The Pine River City Council heard of safety hazards at the Pine River Amarilla House from building inspector Jeff Melberg.

Melberg said he responded to complaints at the Amarilla House. He presented the results of his inspection to the council at the Feb. 11 regular meeting.

Melberg said the Amarilla House has various safety hazards that could be dangerous in the case of a fire or emergency. Melberg reported the six basement apartments in the building have windows that are too high off the ground and not large enough to meet safety codes because they could not be used as exits in the case of a fire. The hallways do not meet safety requirements for exiting. Some rooms do not have smoke detectors. Some smoke detectors in the building are not in working order and Melberg said some smoke detectors in the building have been there since the 1960s.

“If there was a fire there, there’s no chance,” Melberg said. “Building code specifically requires all sleeping rooms to have at least one full size egress window, smoke detectors. They don’t have them. Some smoke detectors work, some don’t.”

Melberg was seeking approval from the city to send the owners of the Amarilla House a letter requiring them to bring the building up to code by May 1. City Attorney Ted Lundrigan said the city was now required to act on the discovery of the safety hazards. He also said that if the building was not brought up to code it would need to be shut down.

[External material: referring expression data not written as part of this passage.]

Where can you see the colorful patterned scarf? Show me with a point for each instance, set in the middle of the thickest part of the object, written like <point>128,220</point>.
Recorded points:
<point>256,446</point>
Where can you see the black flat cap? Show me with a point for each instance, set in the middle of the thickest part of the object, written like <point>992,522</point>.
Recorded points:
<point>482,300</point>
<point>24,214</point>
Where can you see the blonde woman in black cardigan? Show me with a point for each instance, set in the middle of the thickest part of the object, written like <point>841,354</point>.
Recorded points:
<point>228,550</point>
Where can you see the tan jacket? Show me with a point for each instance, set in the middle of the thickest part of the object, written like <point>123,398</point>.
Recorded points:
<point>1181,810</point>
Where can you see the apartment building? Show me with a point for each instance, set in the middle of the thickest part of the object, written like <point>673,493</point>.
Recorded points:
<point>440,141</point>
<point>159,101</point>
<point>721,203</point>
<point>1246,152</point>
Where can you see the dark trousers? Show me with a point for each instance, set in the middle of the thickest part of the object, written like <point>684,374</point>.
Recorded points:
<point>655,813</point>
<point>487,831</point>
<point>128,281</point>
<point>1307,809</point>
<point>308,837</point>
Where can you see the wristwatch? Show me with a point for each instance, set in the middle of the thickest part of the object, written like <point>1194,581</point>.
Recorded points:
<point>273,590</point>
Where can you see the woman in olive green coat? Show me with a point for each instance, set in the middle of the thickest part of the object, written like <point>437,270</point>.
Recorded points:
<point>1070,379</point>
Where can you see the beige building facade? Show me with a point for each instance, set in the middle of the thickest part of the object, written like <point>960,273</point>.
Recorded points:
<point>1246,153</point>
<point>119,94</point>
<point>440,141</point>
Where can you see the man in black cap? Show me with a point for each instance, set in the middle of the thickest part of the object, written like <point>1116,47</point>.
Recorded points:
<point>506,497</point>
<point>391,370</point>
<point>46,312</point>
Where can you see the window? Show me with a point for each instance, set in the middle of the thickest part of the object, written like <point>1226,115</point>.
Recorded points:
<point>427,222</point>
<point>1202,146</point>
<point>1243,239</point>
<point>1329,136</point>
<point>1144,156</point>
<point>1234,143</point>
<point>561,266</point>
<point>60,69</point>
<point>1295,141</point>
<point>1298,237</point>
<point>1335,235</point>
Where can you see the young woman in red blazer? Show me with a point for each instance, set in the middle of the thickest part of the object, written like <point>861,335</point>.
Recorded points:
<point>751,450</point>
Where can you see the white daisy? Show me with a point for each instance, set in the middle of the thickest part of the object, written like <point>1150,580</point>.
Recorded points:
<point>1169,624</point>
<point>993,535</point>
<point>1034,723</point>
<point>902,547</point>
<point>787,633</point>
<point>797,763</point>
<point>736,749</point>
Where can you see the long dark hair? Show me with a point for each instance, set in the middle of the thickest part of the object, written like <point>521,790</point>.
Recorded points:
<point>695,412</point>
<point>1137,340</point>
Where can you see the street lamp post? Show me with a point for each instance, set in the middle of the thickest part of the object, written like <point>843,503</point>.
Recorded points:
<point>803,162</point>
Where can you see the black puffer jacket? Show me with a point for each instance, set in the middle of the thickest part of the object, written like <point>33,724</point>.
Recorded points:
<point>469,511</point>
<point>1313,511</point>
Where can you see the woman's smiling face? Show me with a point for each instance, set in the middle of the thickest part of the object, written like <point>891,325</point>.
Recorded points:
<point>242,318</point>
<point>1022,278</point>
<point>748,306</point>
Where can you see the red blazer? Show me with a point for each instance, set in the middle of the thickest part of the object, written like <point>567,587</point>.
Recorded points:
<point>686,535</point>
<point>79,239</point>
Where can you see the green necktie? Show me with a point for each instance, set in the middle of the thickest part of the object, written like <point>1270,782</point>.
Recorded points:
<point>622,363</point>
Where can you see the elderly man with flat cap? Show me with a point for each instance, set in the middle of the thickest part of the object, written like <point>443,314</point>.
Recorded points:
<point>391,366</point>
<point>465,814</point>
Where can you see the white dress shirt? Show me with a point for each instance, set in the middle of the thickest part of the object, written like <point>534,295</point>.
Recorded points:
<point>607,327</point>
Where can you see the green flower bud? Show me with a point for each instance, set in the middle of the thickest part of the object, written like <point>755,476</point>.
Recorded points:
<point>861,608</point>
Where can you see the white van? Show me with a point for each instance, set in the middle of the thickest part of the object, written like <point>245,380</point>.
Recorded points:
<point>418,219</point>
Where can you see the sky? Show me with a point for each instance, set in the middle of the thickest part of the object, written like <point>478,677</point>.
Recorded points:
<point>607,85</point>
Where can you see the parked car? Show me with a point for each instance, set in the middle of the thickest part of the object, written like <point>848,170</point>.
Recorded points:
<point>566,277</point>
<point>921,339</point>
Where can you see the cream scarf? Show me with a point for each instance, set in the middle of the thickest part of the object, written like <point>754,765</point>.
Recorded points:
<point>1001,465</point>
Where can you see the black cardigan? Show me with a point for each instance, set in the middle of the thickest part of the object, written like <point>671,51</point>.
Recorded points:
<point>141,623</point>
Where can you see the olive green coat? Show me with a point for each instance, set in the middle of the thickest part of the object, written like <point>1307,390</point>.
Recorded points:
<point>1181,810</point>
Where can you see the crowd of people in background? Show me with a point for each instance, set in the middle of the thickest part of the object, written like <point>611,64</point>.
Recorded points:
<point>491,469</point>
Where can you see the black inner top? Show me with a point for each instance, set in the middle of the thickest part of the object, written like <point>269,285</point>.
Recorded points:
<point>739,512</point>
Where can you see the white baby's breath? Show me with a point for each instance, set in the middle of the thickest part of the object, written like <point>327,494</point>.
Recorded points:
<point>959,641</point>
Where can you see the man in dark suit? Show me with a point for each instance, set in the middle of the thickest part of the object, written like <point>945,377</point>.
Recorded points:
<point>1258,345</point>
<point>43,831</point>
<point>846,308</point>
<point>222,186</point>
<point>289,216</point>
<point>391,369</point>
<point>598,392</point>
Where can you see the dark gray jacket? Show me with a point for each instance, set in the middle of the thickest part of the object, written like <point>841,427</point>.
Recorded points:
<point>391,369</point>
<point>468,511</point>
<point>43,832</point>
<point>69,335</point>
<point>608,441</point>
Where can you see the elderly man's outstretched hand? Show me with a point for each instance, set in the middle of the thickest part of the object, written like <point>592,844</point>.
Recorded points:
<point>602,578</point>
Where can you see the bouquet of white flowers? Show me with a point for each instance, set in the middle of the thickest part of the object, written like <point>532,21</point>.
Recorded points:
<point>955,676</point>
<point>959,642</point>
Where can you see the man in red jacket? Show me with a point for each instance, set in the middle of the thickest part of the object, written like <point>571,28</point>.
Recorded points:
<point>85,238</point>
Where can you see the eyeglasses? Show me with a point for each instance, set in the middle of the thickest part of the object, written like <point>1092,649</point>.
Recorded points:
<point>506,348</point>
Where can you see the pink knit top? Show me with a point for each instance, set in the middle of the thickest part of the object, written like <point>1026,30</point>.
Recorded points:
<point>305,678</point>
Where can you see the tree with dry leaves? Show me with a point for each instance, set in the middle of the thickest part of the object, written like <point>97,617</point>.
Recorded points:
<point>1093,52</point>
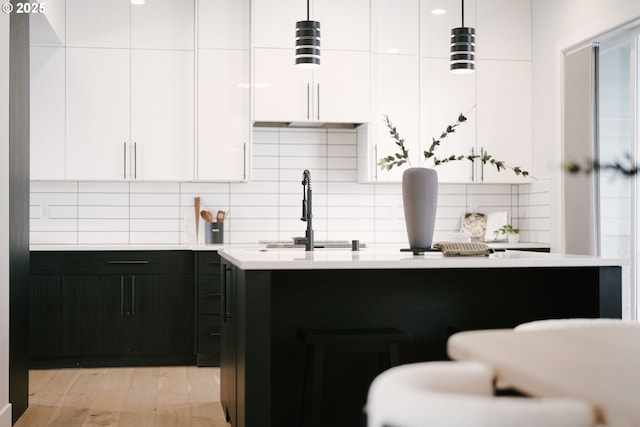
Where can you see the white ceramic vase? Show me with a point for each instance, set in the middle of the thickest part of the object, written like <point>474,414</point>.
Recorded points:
<point>420,200</point>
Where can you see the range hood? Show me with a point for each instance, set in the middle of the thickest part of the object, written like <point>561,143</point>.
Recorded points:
<point>307,124</point>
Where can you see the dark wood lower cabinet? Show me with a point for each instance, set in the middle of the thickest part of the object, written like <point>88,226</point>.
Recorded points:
<point>208,308</point>
<point>228,344</point>
<point>113,309</point>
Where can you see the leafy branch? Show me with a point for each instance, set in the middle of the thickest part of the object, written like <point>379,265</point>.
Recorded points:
<point>628,168</point>
<point>397,159</point>
<point>402,157</point>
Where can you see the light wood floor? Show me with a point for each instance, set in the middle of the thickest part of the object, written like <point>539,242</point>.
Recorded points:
<point>124,397</point>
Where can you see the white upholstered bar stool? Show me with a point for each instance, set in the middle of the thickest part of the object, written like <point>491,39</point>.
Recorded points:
<point>460,394</point>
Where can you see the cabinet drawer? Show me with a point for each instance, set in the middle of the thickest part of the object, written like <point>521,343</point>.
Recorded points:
<point>208,334</point>
<point>209,294</point>
<point>128,262</point>
<point>47,263</point>
<point>208,263</point>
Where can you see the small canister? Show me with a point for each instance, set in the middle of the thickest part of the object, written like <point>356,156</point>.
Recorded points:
<point>214,233</point>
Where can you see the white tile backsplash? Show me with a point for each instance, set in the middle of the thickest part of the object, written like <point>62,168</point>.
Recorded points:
<point>269,207</point>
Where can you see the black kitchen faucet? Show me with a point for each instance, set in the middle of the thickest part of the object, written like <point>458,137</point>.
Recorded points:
<point>307,208</point>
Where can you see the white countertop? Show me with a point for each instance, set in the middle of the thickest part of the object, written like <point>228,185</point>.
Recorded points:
<point>194,247</point>
<point>393,258</point>
<point>215,247</point>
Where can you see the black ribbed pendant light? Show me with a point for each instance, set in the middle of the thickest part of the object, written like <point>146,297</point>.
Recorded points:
<point>307,43</point>
<point>463,44</point>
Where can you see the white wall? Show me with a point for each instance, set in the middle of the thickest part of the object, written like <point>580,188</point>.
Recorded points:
<point>558,25</point>
<point>5,407</point>
<point>269,207</point>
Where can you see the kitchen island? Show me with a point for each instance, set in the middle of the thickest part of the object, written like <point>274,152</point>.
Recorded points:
<point>270,295</point>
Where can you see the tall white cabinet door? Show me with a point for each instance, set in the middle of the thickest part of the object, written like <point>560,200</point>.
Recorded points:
<point>47,113</point>
<point>394,81</point>
<point>282,92</point>
<point>387,17</point>
<point>223,114</point>
<point>98,23</point>
<point>505,116</point>
<point>162,114</point>
<point>341,89</point>
<point>443,97</point>
<point>224,24</point>
<point>163,24</point>
<point>344,24</point>
<point>97,119</point>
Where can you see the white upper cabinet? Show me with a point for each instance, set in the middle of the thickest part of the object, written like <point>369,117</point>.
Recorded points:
<point>98,23</point>
<point>504,124</point>
<point>397,26</point>
<point>444,96</point>
<point>97,115</point>
<point>342,87</point>
<point>344,25</point>
<point>436,28</point>
<point>503,30</point>
<point>394,82</point>
<point>157,24</point>
<point>224,123</point>
<point>337,92</point>
<point>163,24</point>
<point>282,92</point>
<point>47,134</point>
<point>224,24</point>
<point>223,146</point>
<point>162,114</point>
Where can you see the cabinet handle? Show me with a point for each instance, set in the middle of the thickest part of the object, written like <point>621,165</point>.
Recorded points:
<point>124,165</point>
<point>225,312</point>
<point>473,165</point>
<point>128,262</point>
<point>308,102</point>
<point>375,164</point>
<point>133,295</point>
<point>121,295</point>
<point>481,164</point>
<point>135,160</point>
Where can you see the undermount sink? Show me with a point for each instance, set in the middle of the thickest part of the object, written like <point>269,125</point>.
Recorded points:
<point>318,244</point>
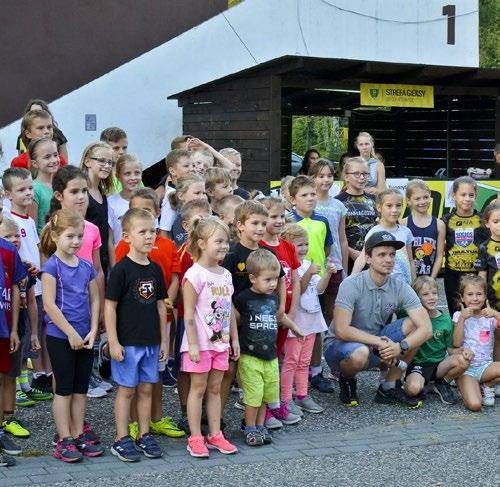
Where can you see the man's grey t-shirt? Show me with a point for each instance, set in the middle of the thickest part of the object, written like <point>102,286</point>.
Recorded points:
<point>373,306</point>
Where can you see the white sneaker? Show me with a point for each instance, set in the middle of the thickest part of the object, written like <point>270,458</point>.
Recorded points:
<point>488,396</point>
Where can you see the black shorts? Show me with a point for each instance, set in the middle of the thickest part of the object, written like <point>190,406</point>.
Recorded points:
<point>71,368</point>
<point>427,371</point>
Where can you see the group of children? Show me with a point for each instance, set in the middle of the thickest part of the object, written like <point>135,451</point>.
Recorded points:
<point>236,291</point>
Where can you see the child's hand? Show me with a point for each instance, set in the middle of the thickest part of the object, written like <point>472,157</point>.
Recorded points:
<point>35,344</point>
<point>14,341</point>
<point>116,351</point>
<point>194,353</point>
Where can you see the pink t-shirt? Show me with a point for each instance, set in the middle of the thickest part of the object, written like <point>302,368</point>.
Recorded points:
<point>212,313</point>
<point>91,241</point>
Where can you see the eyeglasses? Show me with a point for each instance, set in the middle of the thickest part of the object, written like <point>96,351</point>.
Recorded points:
<point>102,162</point>
<point>359,174</point>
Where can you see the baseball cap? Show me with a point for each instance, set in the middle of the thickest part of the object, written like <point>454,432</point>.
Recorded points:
<point>380,239</point>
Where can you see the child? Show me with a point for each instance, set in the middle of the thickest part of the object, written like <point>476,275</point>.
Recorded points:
<point>71,304</point>
<point>256,310</point>
<point>165,255</point>
<point>188,188</point>
<point>128,171</point>
<point>389,205</point>
<point>361,213</point>
<point>217,184</point>
<point>136,287</point>
<point>178,163</point>
<point>97,163</point>
<point>436,361</point>
<point>210,332</point>
<point>12,274</point>
<point>44,163</point>
<point>428,232</point>
<point>310,319</point>
<point>464,235</point>
<point>475,328</point>
<point>35,123</point>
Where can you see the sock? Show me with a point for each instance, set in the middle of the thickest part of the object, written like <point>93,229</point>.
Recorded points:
<point>315,370</point>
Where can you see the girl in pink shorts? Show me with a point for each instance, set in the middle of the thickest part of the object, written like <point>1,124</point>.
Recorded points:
<point>210,332</point>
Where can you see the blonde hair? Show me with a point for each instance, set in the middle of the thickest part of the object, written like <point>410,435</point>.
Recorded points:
<point>58,223</point>
<point>105,185</point>
<point>203,229</point>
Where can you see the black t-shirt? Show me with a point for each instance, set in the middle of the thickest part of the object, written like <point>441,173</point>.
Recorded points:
<point>137,288</point>
<point>235,263</point>
<point>258,325</point>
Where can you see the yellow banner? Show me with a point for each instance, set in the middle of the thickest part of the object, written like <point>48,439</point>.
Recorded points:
<point>386,95</point>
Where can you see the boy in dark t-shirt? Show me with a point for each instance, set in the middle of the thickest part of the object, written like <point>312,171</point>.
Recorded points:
<point>256,311</point>
<point>135,317</point>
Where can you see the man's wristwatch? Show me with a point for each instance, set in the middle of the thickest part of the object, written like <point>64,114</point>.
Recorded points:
<point>404,346</point>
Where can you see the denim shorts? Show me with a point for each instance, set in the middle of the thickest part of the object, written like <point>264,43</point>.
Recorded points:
<point>339,350</point>
<point>140,364</point>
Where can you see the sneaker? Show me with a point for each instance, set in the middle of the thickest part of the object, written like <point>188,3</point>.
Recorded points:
<point>254,438</point>
<point>125,450</point>
<point>9,447</point>
<point>39,395</point>
<point>309,405</point>
<point>167,427</point>
<point>293,408</point>
<point>15,428</point>
<point>285,416</point>
<point>23,401</point>
<point>147,444</point>
<point>6,460</point>
<point>67,451</point>
<point>321,384</point>
<point>348,394</point>
<point>271,422</point>
<point>196,447</point>
<point>218,442</point>
<point>266,436</point>
<point>87,448</point>
<point>133,429</point>
<point>445,392</point>
<point>488,396</point>
<point>397,396</point>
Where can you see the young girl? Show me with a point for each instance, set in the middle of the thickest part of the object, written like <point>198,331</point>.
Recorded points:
<point>97,164</point>
<point>209,327</point>
<point>475,327</point>
<point>44,163</point>
<point>187,188</point>
<point>309,318</point>
<point>389,205</point>
<point>428,232</point>
<point>464,234</point>
<point>69,286</point>
<point>129,175</point>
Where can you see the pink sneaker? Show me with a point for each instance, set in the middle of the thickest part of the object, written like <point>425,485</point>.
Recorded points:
<point>196,447</point>
<point>218,442</point>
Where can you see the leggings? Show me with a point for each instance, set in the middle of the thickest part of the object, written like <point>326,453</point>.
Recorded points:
<point>71,368</point>
<point>295,367</point>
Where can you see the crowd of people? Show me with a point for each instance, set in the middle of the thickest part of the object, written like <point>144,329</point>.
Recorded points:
<point>207,286</point>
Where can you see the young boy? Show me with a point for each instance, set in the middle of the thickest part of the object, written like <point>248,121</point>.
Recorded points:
<point>256,311</point>
<point>165,255</point>
<point>303,196</point>
<point>135,317</point>
<point>18,186</point>
<point>178,163</point>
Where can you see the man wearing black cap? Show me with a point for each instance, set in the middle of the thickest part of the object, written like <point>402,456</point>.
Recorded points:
<point>360,338</point>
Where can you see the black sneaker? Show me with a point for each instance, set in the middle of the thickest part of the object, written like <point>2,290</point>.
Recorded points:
<point>348,394</point>
<point>321,384</point>
<point>445,392</point>
<point>397,396</point>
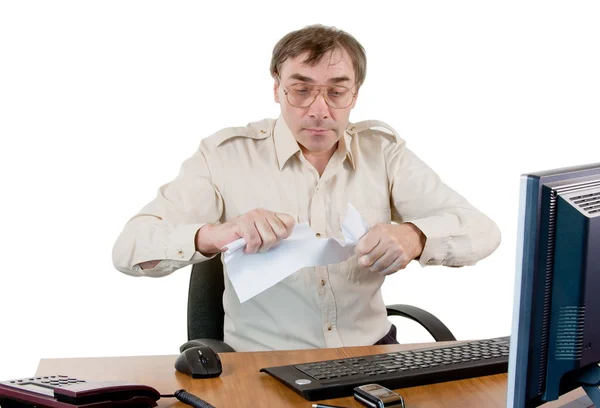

“It is a matter of opinion of our building inspector that it falls short of the code. We give them a chance to comply. If they fail to comply then we bring criminal sanctions against them for doing that. As a safety violation you can go to the next level, which is if it’s a violation of public safety and health then we can, with the power of the city, shut them down. We have to, actually. If there’s any question of danger of life and limb,” Lundrigan said.

To meet city requirements, the Amarilla House has multiple options, one of which is to vacate the rooms that are in violation. If this is the route taken, the city will then do random inspections to be sure that the rooms are not being used as housing.

Once the letter the property owners receive the city’s letter, they will be expected to immediately begin to comply.

“Once they get this notice, we will stop in to make sure nobody is down there. If they are, it is a matter of what we with the city want to do, because it’s going to be a code violation. We have to look at going that route. Once they get served this they will have to move them out of the basement into the upstairs, or make other arrangements until it is done. We can periodically check,” said Pine River Police Chief Paul Sand.

City council member Patty Melby was absent Feb. 11.

In other business, the city:

• Began the legal process for condemnation of the Oxford Oaks out lot to create utility access for future development properties.

• Approved 2014-15 fire contracts with nearby townships and the city of Chickamaw Beach.

• Learned there may be less grant money available for development of the properties on the corner of Highway 371 and Barclay Avenue. The council approved a letter to Minnesota Power for donation of $7,500 for removal of a power pole on the property.

• Approved a request by the Pine River Library Board to reduce the board from seven to five members following the death of one board member and future resignation of another.